Psychologie: Geiz macht unbeliebt

Gene und  Erziehung scheinen eine Rolle zu spielen

Der Geiz, die Säge an der Liebe: Besonders die Frauen klagen darüber, dass ihr Mann geizig sei. Einen Geizhals kann man nicht ändern, sagt der Volksmund. Das scheint nun zum Teil auch wissenschaftliche Erkenntnis zu stützen. Danach steckt uns Geiz offenbar zumindest teilweise in den Genen. Der Verhaltensgenetiker Professor Richard Ebstein von der Universität Jerusalem identifizierte vor einiger Zeit ein Gen namens AVPR1a, das offenbar Einfluss darauf hat, ob jemand eher knickerig oder spendabel ist. In einem Experiment gab Ebstein Versuchspersonen einen bestimmten Geldbetrag und stellte ihnen frei, einen Teil davon zu spenden. Dabei wurde beobachtet, dass die Testkandidaten mit einer verkürzten Variante des „Spendier-Gens“ im Erbgut am wenigsten abgaben.

In der Frühgeschichte des Menschen brachte der Geiz – das Nicht-Teilen-Wollen und Festhalten an Vorräten – möglicherweise Vorteile im Kampf ums Überleben. „Doch wenn unsere Vorfahren mehrheitlich geizig gewesen wären, gäbe es uns nicht“, so Bucher. Die Wissenschaftler gehen heute davon aus, dass nicht durch Egoismus, sondern nur durch „reziproken Altruismus“, also die wechselseitige Uneigennützigkeit, das Überleben und die Weiterentwicklung möglich waren – und sind. Vielleicht aus diesem Grund zählt offenbar bis heute als entscheidendes Kriterium der Partnerwahl, ob der andere die Bereitschaft zum Teilen mitbringt oder nicht. Wer geizig ist, hat schlechte Karten.
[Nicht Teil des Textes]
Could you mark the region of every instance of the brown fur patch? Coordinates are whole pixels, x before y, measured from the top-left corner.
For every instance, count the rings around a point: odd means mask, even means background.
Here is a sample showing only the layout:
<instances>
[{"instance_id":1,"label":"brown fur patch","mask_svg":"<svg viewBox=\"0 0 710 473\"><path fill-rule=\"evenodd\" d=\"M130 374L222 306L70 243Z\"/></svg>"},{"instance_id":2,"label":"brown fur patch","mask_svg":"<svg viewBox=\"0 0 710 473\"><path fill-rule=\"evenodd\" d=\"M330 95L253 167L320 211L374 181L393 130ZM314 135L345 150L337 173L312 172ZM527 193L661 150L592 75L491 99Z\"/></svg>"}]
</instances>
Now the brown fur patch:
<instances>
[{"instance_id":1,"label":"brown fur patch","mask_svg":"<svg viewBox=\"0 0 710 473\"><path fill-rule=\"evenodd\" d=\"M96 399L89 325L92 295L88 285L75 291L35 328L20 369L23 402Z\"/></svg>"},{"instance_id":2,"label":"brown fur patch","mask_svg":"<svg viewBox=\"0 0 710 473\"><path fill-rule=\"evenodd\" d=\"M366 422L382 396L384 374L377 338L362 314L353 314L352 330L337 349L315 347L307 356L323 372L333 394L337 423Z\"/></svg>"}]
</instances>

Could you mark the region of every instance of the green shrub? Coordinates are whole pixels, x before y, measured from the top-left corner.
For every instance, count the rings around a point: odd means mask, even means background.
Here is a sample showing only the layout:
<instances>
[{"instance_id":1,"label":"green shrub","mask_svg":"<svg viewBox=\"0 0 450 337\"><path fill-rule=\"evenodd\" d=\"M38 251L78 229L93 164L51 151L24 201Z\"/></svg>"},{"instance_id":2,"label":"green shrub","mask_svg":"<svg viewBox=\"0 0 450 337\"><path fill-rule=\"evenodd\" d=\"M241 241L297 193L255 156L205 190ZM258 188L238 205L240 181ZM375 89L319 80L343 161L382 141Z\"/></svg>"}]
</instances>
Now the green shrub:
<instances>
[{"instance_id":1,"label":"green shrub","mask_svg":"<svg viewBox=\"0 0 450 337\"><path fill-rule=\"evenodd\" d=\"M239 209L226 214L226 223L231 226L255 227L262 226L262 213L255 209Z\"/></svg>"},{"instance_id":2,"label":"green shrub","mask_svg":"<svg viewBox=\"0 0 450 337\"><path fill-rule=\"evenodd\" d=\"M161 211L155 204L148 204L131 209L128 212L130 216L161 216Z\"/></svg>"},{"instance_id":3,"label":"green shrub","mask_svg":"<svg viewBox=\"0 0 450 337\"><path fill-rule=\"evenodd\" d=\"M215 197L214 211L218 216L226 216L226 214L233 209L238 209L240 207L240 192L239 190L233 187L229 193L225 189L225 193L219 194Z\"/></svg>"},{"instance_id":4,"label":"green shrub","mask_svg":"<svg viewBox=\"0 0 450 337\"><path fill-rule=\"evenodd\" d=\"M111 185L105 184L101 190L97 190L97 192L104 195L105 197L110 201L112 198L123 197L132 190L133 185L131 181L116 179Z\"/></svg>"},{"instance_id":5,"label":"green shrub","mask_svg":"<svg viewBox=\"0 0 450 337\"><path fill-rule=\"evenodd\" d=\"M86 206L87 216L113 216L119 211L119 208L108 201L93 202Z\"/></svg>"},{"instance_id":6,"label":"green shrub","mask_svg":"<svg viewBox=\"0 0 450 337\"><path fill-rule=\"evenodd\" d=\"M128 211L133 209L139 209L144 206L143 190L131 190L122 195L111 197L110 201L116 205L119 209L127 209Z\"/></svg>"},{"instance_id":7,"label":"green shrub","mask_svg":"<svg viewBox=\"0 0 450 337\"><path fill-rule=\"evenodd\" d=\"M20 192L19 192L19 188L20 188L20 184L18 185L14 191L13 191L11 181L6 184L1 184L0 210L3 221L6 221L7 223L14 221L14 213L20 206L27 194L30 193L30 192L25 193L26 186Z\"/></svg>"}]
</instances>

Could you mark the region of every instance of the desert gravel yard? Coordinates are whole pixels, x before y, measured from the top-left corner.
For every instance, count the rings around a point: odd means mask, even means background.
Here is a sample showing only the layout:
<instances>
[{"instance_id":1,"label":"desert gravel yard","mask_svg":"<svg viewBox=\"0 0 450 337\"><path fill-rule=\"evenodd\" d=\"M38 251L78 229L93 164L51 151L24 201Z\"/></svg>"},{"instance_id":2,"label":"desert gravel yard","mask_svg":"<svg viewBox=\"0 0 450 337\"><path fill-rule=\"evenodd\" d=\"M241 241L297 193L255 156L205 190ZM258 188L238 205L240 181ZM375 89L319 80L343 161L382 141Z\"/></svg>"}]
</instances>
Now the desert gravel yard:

Erziehung und Umwelt beeinflussen ebenfalls die Neigung zum Geiz. Der Begründer der Psychoanalyse Sigmund Freud nahm an, dass der Geiz seinen Ursprung in einer gestörten analen Phase des Kleinkindes habe, die zu Lustgewinn beim Zurückhalten der Exkremente – und später des Geldes – führe. Vielleicht verbirgt sich hinter dem Anklammern an Besitz auch eine Art Verlustangst. Sicher ist: Mutter und Vater sind Vorbild. „Wer geizige Eltern hat, lernt an diesem Modell und verinnerlicht diese Haltung“, sagt der Salzburger Professor Bucher.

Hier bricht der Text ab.